Tous ses livres s’attachent aux cabossés aux oubliés aux laissés pour compte de la vie. Il y a une forme de poésie désespérée et en même temps une très grande force. Dans Mesure au vide le poète est confronté au silence, au vide. Avec Blockhaus, est rendu palpable le caractère inquiétant de cette construction grise qui est aussi paradoxalement un refuge d’enfance, et rend possible la découverte de l’altérité d’une langue « ennemie ».
Dans Trouée, qui parle des maltraitances abominables faites aux femmes (une femme meurt tous les trois jours sous les coups d’un conjoint ou ex-conjoint) il y a la violence terrifiante subie mais un principe de vie qui semble défier jusqu’au bout et affirmer que ce n’est pas elle qui gagne malgré tout :
« Tu tiens/ même si les mots se perdent/ en miettes/ nous perdent en miettes/ en chemin/ traces de nous abandonnés/ pour qui ».
Les mots eux-mêmes ont des failles des fissures. Ces distances habitent même les corps et semblent faire naître l’écriture de Maud Thiria.
Dans Blockhaus elle écrit : « tes mots s’enrobent de terre/ ta langue se noie/ avale recrache/ les mots fantômes/ comme des membres manquants/ coupés effacés ». Et cependant, il y a de l’humour dans ces textes ! « mon nom est n’importe », titre de la seconde partie de des errantes est un clin d’œil à « Mon nom est personne » et il y a quelque chose du western spaghetti dans les comportements des personnages « erratiques » du livre !
Lors de sa résidence à La Tour d’Aigues, Maud Thiria a peaufiné un nouvel opus, Colchiques, son premier écrit en prose, parce que ce qui était à dire se lovait particulièrement bien dans cette forme.
Les premières pages données en avant-première » aux lecteurs de la bibliothèque de La Tour d’Aigues frappent par leur humour, leur acidité, leur acuité, leur verve.

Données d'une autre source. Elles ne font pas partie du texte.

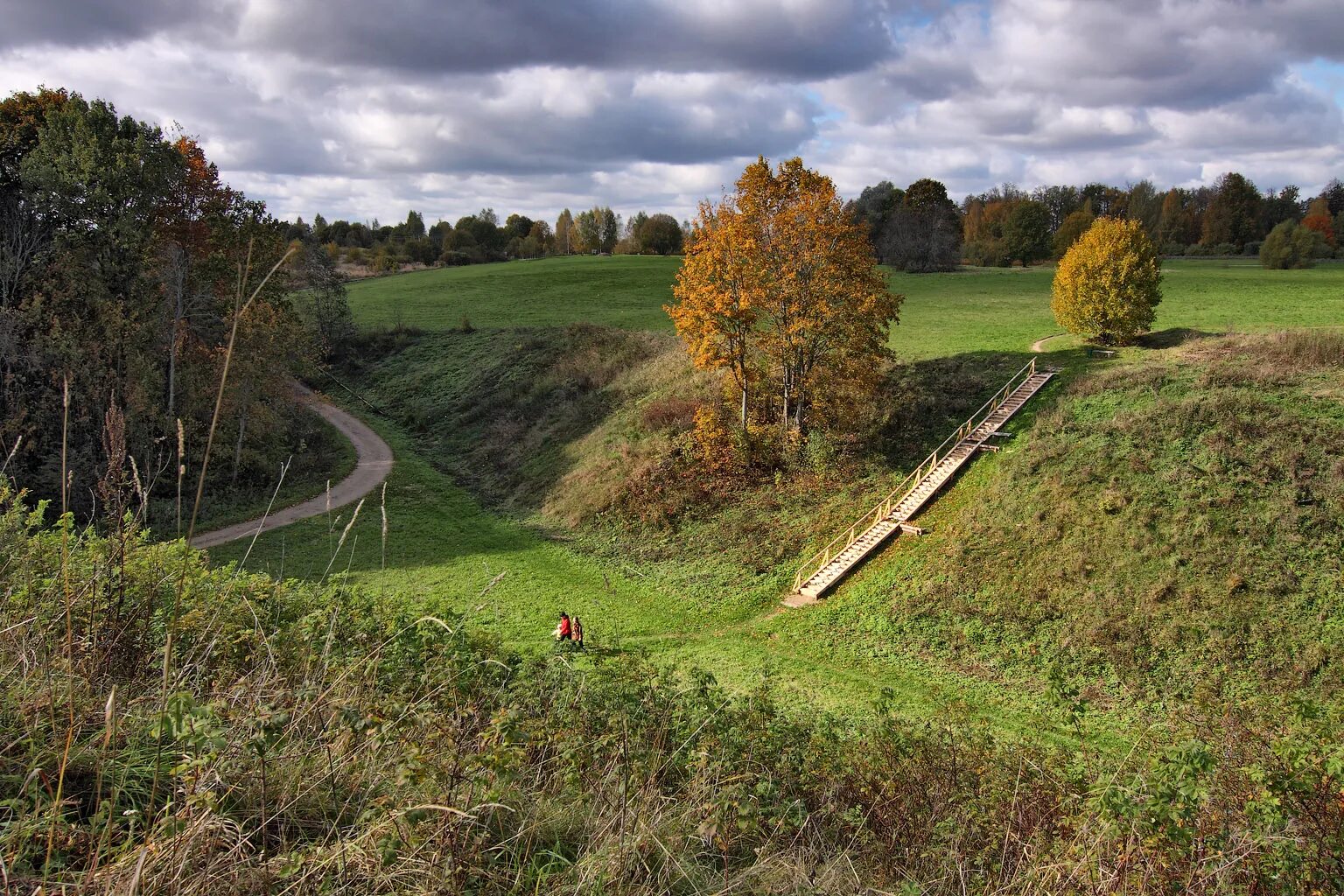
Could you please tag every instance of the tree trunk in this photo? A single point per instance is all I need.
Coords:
(238, 449)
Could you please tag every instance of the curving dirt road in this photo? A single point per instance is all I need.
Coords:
(373, 466)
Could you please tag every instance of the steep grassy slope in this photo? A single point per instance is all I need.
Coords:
(320, 739)
(1103, 544)
(1170, 529)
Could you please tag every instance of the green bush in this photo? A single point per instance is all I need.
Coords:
(1291, 245)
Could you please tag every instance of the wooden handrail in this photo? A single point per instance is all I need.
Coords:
(883, 508)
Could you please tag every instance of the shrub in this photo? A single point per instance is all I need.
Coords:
(1106, 286)
(671, 413)
(1289, 245)
(987, 253)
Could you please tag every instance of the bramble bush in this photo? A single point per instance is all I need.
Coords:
(316, 740)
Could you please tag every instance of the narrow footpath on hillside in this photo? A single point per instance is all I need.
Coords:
(373, 465)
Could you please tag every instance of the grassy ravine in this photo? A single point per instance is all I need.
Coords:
(321, 456)
(316, 739)
(1008, 592)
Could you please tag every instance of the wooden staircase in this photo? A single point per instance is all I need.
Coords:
(892, 514)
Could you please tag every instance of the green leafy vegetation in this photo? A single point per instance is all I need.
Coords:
(321, 739)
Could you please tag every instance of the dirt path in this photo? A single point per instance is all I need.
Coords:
(373, 466)
(1040, 346)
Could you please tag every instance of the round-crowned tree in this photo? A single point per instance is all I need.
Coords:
(1106, 285)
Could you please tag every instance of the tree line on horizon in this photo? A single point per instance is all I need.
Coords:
(920, 228)
(481, 238)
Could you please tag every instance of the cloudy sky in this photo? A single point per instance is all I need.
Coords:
(366, 109)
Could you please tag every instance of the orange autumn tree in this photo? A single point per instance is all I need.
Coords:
(781, 291)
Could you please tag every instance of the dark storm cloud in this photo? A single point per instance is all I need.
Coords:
(78, 23)
(805, 39)
(802, 39)
(504, 124)
(526, 103)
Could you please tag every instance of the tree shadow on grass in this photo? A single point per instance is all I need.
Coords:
(1172, 338)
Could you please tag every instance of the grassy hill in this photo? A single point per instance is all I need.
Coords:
(1112, 667)
(316, 738)
(972, 309)
(1085, 549)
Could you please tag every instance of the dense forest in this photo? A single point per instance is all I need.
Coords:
(918, 228)
(127, 271)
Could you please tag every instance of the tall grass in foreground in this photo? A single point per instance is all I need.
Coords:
(318, 740)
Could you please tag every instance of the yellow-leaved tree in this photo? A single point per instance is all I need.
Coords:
(780, 290)
(1106, 285)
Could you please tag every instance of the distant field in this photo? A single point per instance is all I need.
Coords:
(973, 309)
(619, 290)
(444, 549)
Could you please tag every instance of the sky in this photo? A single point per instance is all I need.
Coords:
(363, 110)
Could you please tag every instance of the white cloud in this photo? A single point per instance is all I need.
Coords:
(531, 107)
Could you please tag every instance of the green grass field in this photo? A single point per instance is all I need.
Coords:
(972, 309)
(514, 574)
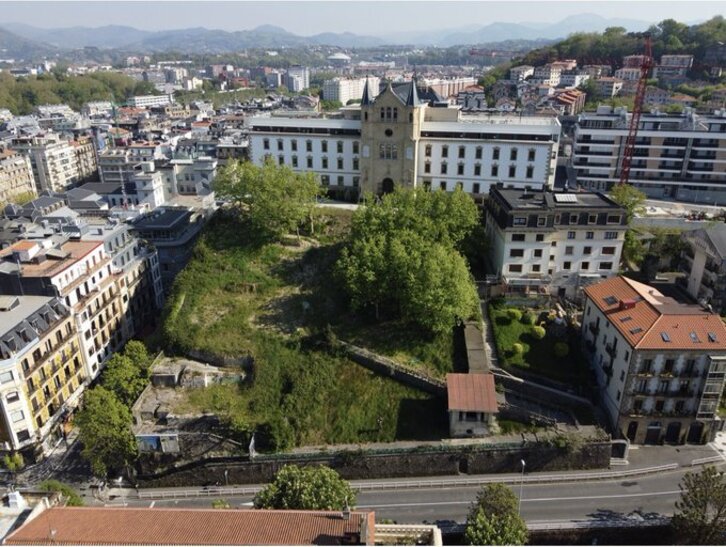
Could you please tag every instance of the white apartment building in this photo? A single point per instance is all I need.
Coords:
(678, 157)
(520, 73)
(553, 242)
(660, 364)
(298, 78)
(608, 87)
(141, 101)
(16, 176)
(400, 138)
(347, 89)
(54, 161)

Maud Thiria en résidence à La Tour d’Aigues à l’invitation de l’association Nouvelles Hybrides
Le « livre pauvre » est un concept lancé par Daniel Leuwers, critique littéraire et poète : il s’agit d’une création sur papier manuscrite et illustrée (ce serait une forme inspirée par les manuscrits enluminés de René Char).